Find the perfect vegan chocolate cake recipe that is both easy to make and indulgent.

🕒 Prep: 15 mins - Cook: 25-30 mins - Total: 40-45 mins
🍽 Servings: 2
🔥 Difficulty: Easy
🌎 Cuisine: Spanish

Allergens

Nuts (Almond)

Ingredients

  • 1 cup almond flour
  • 1/2 cup coconut sugar
  • 1/2 cup unsweetened cocoa powder
  • 1/2 tsp baking soda
  • Pinch of salt
  • 1/3 cup unsweetened almond milk
  • 1/4 cup coconut oil, melted
  • 1 tbsp white vinegar
  • 1 tsp vanilla extract
  • For the Coconut Cream:
  • 1 can full
  • fat coconut milk, refrigerated overnight
  • 2 tbsp maple syrup
  • 1/2 tsp vanilla extract

Instructions

  1. Preheat oven to 350°F (175°C). Grease and line an 8 inch cake pan.
  2. In a large bowl, whisk together almond flour, coconut sugar, cocoa powder, baking soda, and salt.
  3. Add almond milk, melted coconut oil, vinegar, and vanilla extract. Mix until smooth.
  4. Pour batter into the prepared cake pan. Bake for 25 30 minutes or until a toothpick inserted comes out clean. Let cool completely.
  5. Open the can of coconut milk.

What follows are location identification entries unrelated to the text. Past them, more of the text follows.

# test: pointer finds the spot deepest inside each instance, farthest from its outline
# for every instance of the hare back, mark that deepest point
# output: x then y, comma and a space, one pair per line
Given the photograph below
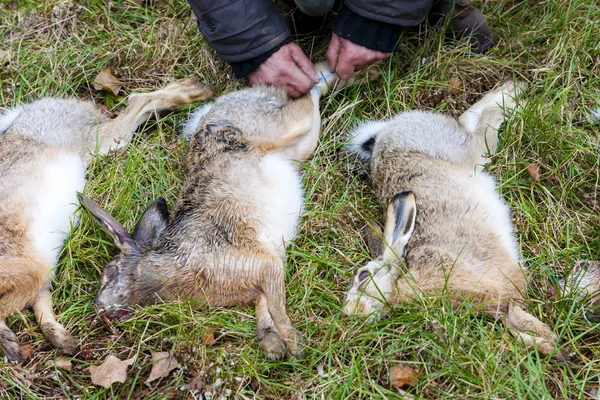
21, 278
459, 210
38, 195
437, 135
240, 199
67, 123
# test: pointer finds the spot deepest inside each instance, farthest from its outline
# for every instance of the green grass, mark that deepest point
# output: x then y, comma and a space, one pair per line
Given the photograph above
58, 47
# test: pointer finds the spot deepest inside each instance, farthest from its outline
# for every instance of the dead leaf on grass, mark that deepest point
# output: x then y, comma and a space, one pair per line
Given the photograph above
60, 362
403, 375
107, 81
105, 111
4, 56
209, 338
26, 351
162, 364
455, 84
534, 171
196, 383
110, 371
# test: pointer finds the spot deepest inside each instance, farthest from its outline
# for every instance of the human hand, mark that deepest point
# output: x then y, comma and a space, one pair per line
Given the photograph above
288, 68
346, 57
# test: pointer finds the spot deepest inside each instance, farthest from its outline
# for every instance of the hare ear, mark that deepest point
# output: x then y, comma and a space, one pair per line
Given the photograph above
399, 225
121, 237
152, 223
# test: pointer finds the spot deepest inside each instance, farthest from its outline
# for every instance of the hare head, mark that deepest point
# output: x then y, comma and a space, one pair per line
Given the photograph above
373, 283
120, 280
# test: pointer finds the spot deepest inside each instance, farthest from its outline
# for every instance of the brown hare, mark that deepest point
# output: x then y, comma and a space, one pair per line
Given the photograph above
45, 147
225, 242
447, 230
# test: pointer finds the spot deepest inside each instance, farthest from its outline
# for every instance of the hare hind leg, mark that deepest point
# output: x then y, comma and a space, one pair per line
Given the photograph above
533, 332
484, 118
268, 336
274, 292
51, 328
116, 133
9, 344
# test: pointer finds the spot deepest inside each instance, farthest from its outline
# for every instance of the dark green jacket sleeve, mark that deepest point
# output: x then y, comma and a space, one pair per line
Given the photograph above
377, 24
240, 30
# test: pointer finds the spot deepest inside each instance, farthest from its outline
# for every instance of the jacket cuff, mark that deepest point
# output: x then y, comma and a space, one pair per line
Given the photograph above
242, 69
366, 32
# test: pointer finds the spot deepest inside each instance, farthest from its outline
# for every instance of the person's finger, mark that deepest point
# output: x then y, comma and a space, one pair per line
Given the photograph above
345, 66
333, 52
305, 65
301, 82
291, 91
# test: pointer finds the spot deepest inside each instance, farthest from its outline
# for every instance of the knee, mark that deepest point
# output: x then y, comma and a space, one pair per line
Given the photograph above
314, 8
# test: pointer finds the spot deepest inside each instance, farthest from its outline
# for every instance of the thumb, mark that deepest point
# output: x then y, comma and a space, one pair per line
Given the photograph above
333, 52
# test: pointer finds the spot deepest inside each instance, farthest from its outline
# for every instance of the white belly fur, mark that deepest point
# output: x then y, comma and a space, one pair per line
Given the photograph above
280, 200
484, 189
55, 202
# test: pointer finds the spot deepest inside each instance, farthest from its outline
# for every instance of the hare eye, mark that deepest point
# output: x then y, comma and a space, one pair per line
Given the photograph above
109, 271
363, 275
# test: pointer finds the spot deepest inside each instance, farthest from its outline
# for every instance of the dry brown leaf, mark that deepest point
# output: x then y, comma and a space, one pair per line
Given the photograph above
455, 84
196, 383
107, 81
110, 371
60, 362
209, 338
534, 171
403, 375
4, 56
26, 351
105, 110
162, 364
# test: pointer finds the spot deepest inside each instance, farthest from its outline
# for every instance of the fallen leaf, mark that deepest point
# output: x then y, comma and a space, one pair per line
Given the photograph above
455, 84
162, 364
209, 338
534, 171
26, 351
110, 371
403, 375
196, 383
4, 56
60, 362
105, 111
107, 81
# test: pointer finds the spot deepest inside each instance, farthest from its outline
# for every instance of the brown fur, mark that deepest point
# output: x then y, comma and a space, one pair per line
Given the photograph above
461, 242
221, 244
36, 136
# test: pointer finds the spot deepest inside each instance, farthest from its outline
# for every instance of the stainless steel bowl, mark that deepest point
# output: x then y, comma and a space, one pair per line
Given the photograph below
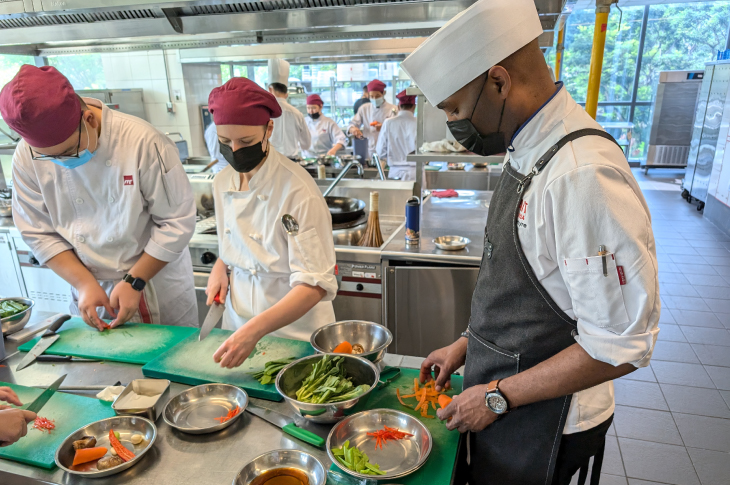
194, 411
283, 459
397, 458
126, 426
451, 243
16, 322
373, 337
290, 379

Scoop out the solidified cream, leaving the liquid behind. Beat the cream with maple syrup and vanilla extract until fluffy.
  6. Slice the cake into two layers. Place the bottom layer on a serving plate, spread coconut cream evenly, then top with the second layer. Frost the top and sides with remaining coconut cream. Dust with cocoa powder.

Chef’s Insight

The contrast between the rich chocolate and the light coconut cream creates a heavenly balance that elevates this cake to new heights.

Notes

This recipe can be easily doubled for a larger gathering.

Cultural or Historical Background

This dessert is inspired by traditional Spanish cakes but with a modern vegan twist.